La mujer, volviéndose a sus hermanos, dijo:
-Hermanos míos, veo que ha andado buscando que yo haga lo que no querría haber hecho nunca, esto es, que os cuente sus miserias y su maldad; y lo haré. Creo firmemente que lo que os ha contado le haya pasado, y oíd cómo. Este hombre de pro, a quien por mi mal me disteis por mujer, que se dice mercader y que quiere ser respetado y que debería tener más templanza que un religioso y más honestidad que una doncella, pocas son las noches que no vaya emborrachándose por las tabernas, y ahora con esta mala mujer, ahora con aquella enredándose; y a mí se me hace hasta medianoche y a veces hasta el amanecer esperándole de la manera que me habéis encontrado. Estoy segura de que, estando bien borracho, se fue a la cama con alguna mujerzuela y a ella, al despertarse, le encontró el cordel en el pie y luego hizo todas esas gallardías que dice, y por último volvió a ella y le pegó y le cortó los cabellos; y no habiendo vuelto en sí todavía, se creyó, y estoy segura de que lo cree todavía, que estas cosas me las había hecho a mí; y si os fijáis bien en su cara, todavía está medio borracho. Pero sea lo que haya dicho de mí, no quiero que se lo toméis en cuenta más que como a un borracho; y que como yo le perdono lo perdonéis vosotros también.
Su madre, oyendo estas palabras, comenzó a alborotarse y a decir:
-Por la cruz de Cristo, hija mía, eso no debía hacerse sino que debía matarse a ese perro fastidioso y desconsiderado, que no es digno de tener una tal moza como tú. ¡Bueno está! ¡Ni aunque te hubiese recogido del fango! Mal rayo le parta si debes aguantar las podridas palabras de un comerciantucho en heces de burro que vienen del campo y salen de las pocilgas vestidos de pardillo con las calzas de campana y con la pluma en el culo y en cuanto tienen tres sueldos quieren a las hijas de los gentileshombres y de las buenas damas por mujeres, y usan armas y dicen: «Soy de los tales» y «Los de mi casa hicieron esto». Bien querría que mis hijos hubiesen seguido mi consejo, que tan honorablemente te podían colocar en casa de los condes Guido por un pedazo de pan; y en cambio quisieron darte esta valiosa joya que, siendo tú la mejor moza de Florencia y la más honesta, no se ha avergonzado de decir a medianoche que eres una puta, como si no te conociésemos; pero a fe que si me hiciesen caso se le haría un escarmiento que lo pudriese.

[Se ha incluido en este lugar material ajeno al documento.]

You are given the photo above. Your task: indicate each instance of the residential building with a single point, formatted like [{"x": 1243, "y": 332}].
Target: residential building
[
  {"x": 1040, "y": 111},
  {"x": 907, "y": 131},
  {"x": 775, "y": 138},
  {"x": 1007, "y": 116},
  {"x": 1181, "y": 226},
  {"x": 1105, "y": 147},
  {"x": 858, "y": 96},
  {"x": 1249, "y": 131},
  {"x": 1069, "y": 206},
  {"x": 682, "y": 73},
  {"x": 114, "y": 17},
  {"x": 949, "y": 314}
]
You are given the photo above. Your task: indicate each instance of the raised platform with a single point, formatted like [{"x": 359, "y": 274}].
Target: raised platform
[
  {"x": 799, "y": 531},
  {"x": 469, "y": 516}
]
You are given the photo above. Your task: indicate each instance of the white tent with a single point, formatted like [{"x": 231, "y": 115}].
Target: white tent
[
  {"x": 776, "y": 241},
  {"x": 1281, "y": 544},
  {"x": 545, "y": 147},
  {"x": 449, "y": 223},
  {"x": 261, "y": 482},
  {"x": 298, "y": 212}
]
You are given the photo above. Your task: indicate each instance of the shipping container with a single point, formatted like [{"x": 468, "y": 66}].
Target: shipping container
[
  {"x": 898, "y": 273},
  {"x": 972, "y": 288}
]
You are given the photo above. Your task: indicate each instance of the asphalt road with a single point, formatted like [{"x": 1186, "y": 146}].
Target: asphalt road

Y volviéndose a sus hijos, dijo:
-Hijos, bien os decía yo que esto no podía ser. ¿Habéis oído cómo vuestro cuñado trata a vuestra hermana, ese comerciantuelo de cuatro al cuarto? Que, si yo fuese vosotros, habiendo dicho lo que ha dicho de ella y haciendo lo que hace, no estaría contenta ni satisfecha mientras no lo hubiera quitado de en medio; y si yo fuese hombre en vez de mujer no querría que otro en mi lugar lo hiciese. ¡Señor, haz que le pese, borracho asqueroso que no tiene vergüenza!
Los jóvenes, vistas y oídas estas cosas, volviéndose a Arriguccio le dijeron las mayores injurias que nunca se le han dicho a ningún malvado, y por último dijeron:
-Te perdonamos esta porque estás borracho, pero cuida de que en toda tu vida de aquí en adelante no oigamos más noticias de estas, que si alguna nos viene a los oídos por cierto que nos la pagarás por esta y por aquella.
Y dicho esto, fueron.
Arriguccio, que se quedó como estúpido, no sabiendo él mismo si lo que había hecho era verdad o si lo había soñado, sin decir una palabra más dejó a su mujer en paz; la cual no solamente con su sagacidad escapó al peligro inminente sino que se abrió el camino para poder hacer en el tiempo por venir todos sus gustos sin tener miedo al marido nunca más.